Data Science Interview Questions and Answers
Question - 91 : - How and by what methods data visualisations can be effectively used?
Answer - 91 : - Data visualisation is greatly helpful while creation of reports. There are quite a few reporting tools available such as tableau, Qlikview etc. which make use of plots, graphs etc for representing the overall idea and results for analysis. Data visualisations are also used in exploratory data analysis so that it gives us an overview of the data.
Question - 92 : - You are given a data set consisting of variables with more than 30 per cent missing values. How will you deal with them?
Answer - 92 : - If 30 per cent data is missing from a single column then, in general, we remove the column. If the column is too important to be removed we may impute values. For imputation, several methods can be used and for each method of imputation, we need to evaluate the model. We should stick with one that model which gives us the best results and generalises well to unseen data.
Question - 93 : - What is skewed Distribution & uniform distribution?

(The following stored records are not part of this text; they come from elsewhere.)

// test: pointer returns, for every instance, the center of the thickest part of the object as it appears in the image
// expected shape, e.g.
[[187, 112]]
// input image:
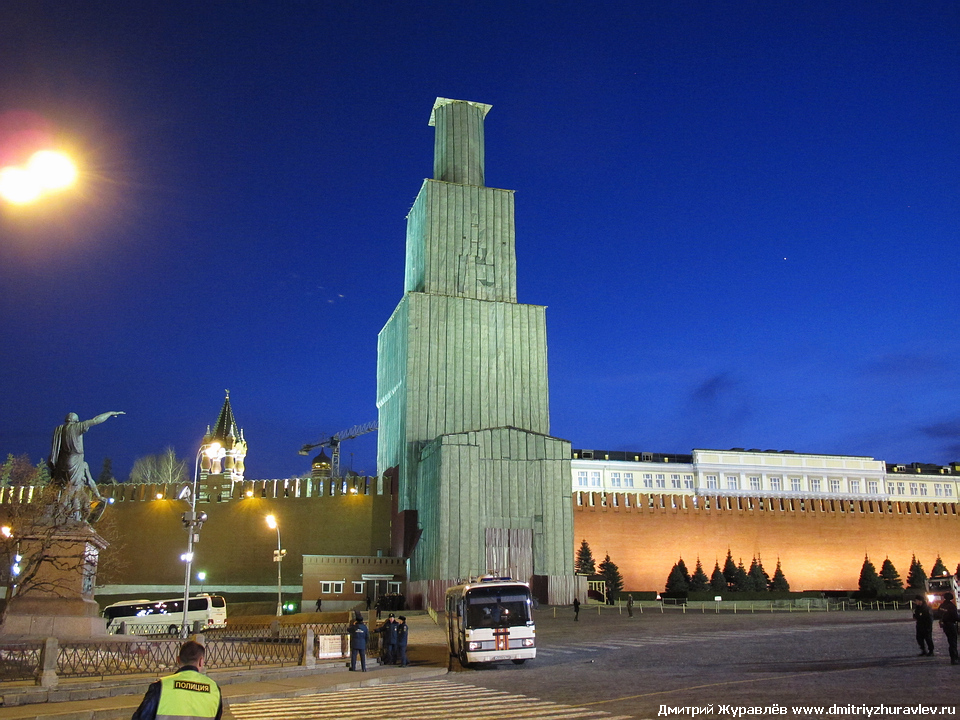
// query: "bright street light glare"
[[53, 170], [18, 186]]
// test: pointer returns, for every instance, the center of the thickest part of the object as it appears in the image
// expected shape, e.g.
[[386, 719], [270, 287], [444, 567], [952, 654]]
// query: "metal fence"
[[240, 647], [19, 661]]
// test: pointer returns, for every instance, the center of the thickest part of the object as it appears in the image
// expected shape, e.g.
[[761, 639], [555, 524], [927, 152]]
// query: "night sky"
[[742, 216]]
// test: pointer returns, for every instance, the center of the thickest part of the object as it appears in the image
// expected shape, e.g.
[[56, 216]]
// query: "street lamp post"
[[192, 521], [277, 558]]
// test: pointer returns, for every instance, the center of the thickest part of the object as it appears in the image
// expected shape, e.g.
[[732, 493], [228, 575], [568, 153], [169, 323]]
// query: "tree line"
[[887, 581], [734, 577]]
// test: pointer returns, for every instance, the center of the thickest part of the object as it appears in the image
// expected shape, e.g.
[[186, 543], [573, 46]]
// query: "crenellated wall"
[[820, 543], [236, 546]]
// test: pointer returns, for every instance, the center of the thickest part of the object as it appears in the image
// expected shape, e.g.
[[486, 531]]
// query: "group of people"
[[393, 644], [949, 619]]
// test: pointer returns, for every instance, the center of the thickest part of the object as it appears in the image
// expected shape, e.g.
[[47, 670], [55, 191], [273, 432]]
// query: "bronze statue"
[[70, 472]]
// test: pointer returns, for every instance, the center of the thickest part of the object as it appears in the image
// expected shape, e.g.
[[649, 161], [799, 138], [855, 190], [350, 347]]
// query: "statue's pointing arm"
[[104, 417]]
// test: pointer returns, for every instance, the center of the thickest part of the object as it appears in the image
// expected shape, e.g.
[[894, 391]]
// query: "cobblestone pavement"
[[430, 700], [634, 666]]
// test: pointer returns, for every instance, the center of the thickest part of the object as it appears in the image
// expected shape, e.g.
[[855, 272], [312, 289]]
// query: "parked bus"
[[491, 619], [937, 586], [150, 617]]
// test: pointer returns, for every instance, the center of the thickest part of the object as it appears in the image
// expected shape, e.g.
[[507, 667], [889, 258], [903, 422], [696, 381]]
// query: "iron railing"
[[19, 661], [103, 658]]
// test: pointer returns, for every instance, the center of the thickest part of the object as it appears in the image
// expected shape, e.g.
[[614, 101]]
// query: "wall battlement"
[[638, 503]]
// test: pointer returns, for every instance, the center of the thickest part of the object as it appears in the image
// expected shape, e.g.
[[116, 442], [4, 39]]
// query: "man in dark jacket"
[[358, 643], [921, 613], [187, 694], [948, 621], [402, 632], [388, 640]]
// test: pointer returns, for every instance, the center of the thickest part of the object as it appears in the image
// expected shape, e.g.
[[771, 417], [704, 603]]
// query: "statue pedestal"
[[58, 600]]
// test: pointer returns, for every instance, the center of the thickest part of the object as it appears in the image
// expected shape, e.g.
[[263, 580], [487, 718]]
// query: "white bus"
[[937, 586], [491, 619], [150, 617]]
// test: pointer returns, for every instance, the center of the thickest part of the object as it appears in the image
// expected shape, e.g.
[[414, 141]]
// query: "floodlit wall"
[[821, 543], [236, 546]]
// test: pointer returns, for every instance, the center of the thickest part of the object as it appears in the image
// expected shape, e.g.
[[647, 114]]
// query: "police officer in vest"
[[186, 695]]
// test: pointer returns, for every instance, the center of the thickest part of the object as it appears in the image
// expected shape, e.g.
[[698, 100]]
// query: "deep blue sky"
[[743, 217]]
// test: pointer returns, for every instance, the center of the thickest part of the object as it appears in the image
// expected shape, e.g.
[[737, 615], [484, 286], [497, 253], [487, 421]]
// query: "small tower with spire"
[[231, 439]]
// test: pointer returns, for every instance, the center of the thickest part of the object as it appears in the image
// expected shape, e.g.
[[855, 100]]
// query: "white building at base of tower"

Answer - 93 : - The skewed distribution is a distribution in which the majority of the data points lie to the right or left of the centre. A uniform distribution is a probability distribution in which all outcomes are equally likely.
Question - 94 : - How to keep only the top 2 most frequent values as it is and replace everything else as ‘Other’?
Answer - 94 : - 
"s = pd.Series(np.random.randint(1, 5, [12]))
print(s.value_counts())
s[~s.isin(ser.value_counts().index[:2])] = 'Other'
s"
Question - 95 : - How to convert the index of a series into a column of a dataframe?
Answer - 95 : - df = df.reset_index() will convert index to a column in a pandas dataframe.
Question - 96 : - Define GroupBy in Pandas?
Answer - 96 : - groupby is a special function in pandas which is used to group rows together given certain specific columns which have information for categories used for grouping data together.
Question - 97 : - Describe Data Operations in Pandas?
Answer - 97 : - Common data operations in pandas are data cleaning, data preprocessing, data transformation, data standardisation, data normalisation, data aggregation.
Question - 98 : - What is Data Aggregation?
Answer - 98 : - Data aggregation is a process in which aggregate functions are used to get the necessary outcomes after a groupby. Common aggregation functions are sum, count, avg, max, min.
Question - 99 : - How to convert a numpy array to a dataframe of given shape?
Answer - 99 : - If matrix is the numpy array in question: df = pd.DataFrame(matrix) will convert matrix into a dataframe.
Question - 100 : - How to get frequency counts of unique items of a series?
Answer - 100 : - pandas.Series.value_counts gives the frequency of items in a series.